Ehlinger et al. hanno riferito che nei casi in cui l'estrattore conico della vite autofilettante inversa aveva ancora difficoltà a rimuovere la vite, è stato suggerito che la piastra di acciaio potesse essere rimossa distruggendo la testa della vite mediante molatura del trapano al tungsteno e allargando i fori dei chiodi nella piastra di acciaio, e quindi il corpo della vite potrebbe essere rimosso utilizzando una sega circolare.


Georgiadis et al. e Raia et al. proposto nella combinazione vite e piastra in acciaio è troppo stretto e difficile da rimuovere, attrezzature speciali (come trapani pneumatici da taglio ad alta velocità, trapani in metallo duro, mole diamantate, ecc.) sul foro del chiodo attorno al metodo di taglio della piastra in acciaio, nella piastra in acciaio viene tagliato per allentare la vite, anche la vite è naturalmente facile da rimuovere.


Kumar e Dunlopl hanno riferito che nel processo di rimozione del fissaggio interno del sistema di viti con piastra in acciaio di bloccaggio distale del femore, nell'uso del cacciavite dinamometrico autolimitante standard, dell'estrattore conico per viti non sono riusciti, ma hanno anche introdotto un nuovo metodo, ovvero l'uso di ruote abrasive a scaglie sottili ad alta velocità lungo il bordo della piastra in acciaio fino al bordo dell'incisione radiale del foro della vite, quindi incastrare il coltello da osso inserito nell'incisione, non aprire il foro del chiodo della piastra in acciaio per rilassare il tappo, in modo che l'efficace rimozione delle viti di bloccaggio.


È importante notare che i metodi sopra indicati devono essere avanzati il ​​più lentamente possibile durante il taglio o la molatura della placca utilizzando un disco da taglio ad alta velocità per evitare di tagliare la testa della vite e danneggiare l'osso e i tessuti molli. Inoltre, queste tecniche possono generare temperature elevate e detriti metallici, che possono comportare un aumento del rischio di rifrattura indotta dal punto di vista medico, necrosi termica dei tessuti e infezioni.




(G) Riepilogo

■ Consentire un contatto incompleto della placca con il periostio


■La placca deve essere riposizionata prima del bloccaggio, poiché la frattura non può essere riposizionata dopo il bloccaggio.

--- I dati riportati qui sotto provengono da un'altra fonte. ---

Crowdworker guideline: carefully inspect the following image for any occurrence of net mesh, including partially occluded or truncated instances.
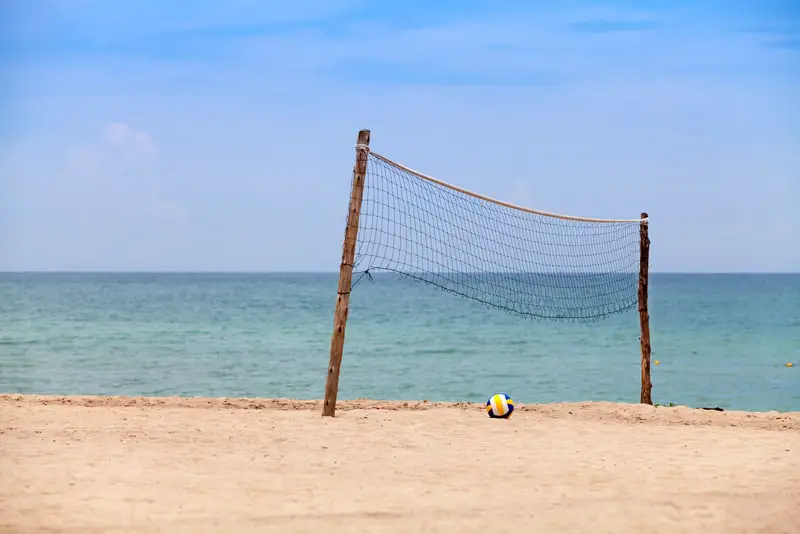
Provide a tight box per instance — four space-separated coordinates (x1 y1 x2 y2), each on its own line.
354 152 640 322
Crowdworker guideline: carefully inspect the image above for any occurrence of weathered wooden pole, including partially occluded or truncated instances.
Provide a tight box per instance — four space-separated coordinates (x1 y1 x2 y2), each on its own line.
322 130 370 417
639 213 653 404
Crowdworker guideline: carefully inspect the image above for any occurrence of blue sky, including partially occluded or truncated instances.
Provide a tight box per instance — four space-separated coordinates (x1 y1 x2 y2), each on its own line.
0 0 800 272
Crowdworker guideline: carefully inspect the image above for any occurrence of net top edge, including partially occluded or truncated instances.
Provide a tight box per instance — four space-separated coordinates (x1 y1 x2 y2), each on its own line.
366 150 650 224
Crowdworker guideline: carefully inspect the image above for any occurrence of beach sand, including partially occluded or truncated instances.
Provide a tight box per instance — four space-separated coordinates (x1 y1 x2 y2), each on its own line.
0 395 800 534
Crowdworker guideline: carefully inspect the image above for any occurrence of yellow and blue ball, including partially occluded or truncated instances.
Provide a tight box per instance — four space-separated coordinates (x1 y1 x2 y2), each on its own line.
486 393 514 419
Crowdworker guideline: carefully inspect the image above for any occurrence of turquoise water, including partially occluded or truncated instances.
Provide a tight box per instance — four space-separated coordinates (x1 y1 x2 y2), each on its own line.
0 274 800 411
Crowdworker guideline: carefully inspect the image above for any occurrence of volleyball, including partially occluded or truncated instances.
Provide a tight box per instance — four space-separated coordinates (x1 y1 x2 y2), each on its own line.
486 393 514 419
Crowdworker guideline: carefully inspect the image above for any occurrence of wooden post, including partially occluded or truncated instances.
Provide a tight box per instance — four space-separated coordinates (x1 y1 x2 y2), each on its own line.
639 213 653 404
322 130 370 417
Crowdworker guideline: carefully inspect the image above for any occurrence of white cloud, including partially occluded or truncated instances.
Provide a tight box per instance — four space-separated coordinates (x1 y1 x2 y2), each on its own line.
103 122 155 155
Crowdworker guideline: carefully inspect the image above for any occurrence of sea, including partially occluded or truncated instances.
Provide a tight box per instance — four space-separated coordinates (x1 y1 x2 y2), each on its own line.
0 273 800 411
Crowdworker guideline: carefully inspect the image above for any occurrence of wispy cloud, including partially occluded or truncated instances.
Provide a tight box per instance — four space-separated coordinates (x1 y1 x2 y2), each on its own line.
569 20 657 33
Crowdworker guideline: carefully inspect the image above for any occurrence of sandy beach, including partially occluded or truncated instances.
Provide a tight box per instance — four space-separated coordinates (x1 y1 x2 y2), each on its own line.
0 395 800 534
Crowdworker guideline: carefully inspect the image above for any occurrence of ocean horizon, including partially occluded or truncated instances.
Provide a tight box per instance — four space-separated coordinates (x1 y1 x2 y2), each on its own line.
0 270 800 411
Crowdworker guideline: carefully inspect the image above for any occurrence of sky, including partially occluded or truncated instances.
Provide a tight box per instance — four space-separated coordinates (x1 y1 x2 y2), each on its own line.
0 0 800 272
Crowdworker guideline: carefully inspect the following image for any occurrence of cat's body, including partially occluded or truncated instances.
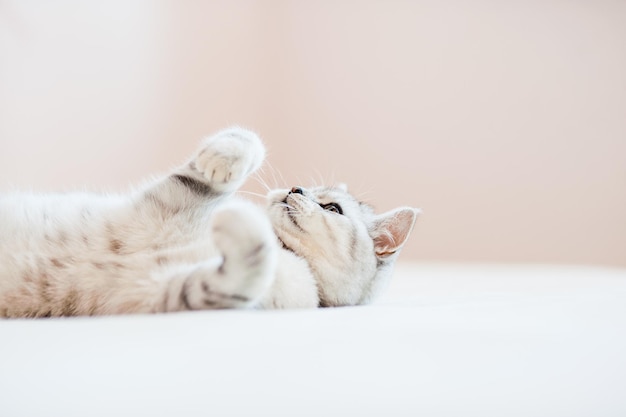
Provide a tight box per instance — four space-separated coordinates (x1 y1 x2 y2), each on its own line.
0 128 417 317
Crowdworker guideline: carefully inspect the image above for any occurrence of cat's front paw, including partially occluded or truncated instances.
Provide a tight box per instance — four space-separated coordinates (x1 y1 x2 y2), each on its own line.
212 202 278 299
194 127 265 192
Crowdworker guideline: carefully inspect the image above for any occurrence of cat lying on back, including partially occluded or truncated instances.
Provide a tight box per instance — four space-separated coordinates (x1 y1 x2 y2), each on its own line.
0 128 418 317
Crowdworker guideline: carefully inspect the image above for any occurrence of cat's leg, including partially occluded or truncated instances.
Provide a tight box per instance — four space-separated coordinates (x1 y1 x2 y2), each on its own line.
155 202 278 311
142 127 265 209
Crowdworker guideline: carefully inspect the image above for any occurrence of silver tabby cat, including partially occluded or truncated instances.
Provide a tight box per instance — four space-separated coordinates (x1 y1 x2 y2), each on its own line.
0 128 419 317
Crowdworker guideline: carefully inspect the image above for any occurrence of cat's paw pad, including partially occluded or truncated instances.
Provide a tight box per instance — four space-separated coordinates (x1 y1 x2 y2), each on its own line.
212 202 277 292
195 127 265 190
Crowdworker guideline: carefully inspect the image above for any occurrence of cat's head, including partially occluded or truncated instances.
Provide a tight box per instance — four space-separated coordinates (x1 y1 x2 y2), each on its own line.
268 185 419 306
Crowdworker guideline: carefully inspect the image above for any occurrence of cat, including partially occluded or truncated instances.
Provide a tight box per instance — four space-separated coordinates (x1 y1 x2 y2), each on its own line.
0 127 419 317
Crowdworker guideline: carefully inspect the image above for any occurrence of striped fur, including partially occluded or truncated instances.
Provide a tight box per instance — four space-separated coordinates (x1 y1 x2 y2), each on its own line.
0 128 417 317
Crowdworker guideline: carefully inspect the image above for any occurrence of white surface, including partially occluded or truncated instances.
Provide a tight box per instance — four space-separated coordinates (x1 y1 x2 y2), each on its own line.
0 264 626 417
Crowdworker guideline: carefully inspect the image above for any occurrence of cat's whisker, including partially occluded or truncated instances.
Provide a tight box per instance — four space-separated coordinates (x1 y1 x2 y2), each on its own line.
253 173 271 191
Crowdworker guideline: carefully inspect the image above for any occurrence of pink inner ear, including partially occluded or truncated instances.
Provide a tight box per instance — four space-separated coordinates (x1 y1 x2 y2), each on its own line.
374 208 418 257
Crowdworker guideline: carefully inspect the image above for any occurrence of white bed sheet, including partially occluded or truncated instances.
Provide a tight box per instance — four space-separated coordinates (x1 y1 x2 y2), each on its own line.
0 263 626 417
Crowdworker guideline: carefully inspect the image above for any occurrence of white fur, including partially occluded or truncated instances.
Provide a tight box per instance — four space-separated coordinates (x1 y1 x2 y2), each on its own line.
0 128 417 317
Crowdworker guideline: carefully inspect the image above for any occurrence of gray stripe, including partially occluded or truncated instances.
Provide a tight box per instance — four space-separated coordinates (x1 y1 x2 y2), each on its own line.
172 174 215 197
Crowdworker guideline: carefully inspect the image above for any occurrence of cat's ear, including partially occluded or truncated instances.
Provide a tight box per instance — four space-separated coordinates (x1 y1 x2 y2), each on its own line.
372 207 421 258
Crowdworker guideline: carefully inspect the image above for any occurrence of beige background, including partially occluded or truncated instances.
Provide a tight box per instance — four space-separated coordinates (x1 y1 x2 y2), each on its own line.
0 0 626 266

■ La piastra di bloccaggio non può essere pressurizzata, è necessario utilizzare un pressurizzatore o un avvitamento centrifugo nel foro di unione nella vite ordinaria, prima pressurizzato, quindi bloccato


■ Sito della frattura 3~4 fori per viti senza viti per distribuire lo stress; ■ Sito della frattura 3~4 fori per viti senza viti per distribuire lo stress; E


■ fissazione monocorticale della diafisi o della corteccia ossea spessa e dove la qualità dell'osso è buona; E


■Una volta bloccato, non può essere svitato, mentre è possibile svitare le normali viti


■Una fissazione forte e troppe viti possono portare a pseudoartrosi; il principio è che le piastre dovrebbero essere lunghe e dovrebbero essere usate meno viti; nel trattamento delle fratture periarticolari si dovrebbero applicare meno viti allo stelo e più viti per il fissaggio contro la superficie articolare


■ la lunghezza della placca a ponte dovrebbe essere il doppio della lunghezza dell'area di frattura, le viti dovrebbero essere distribuite uniformemente e la fissazione ideale dovrebbe essere quella attraverso l'apertura


■ La forza è distribuita uniformemente su una placca lunga e la fissazione con un minor numero di viti può stimolare la formazione di croste e favorire la guarigione dell'osso.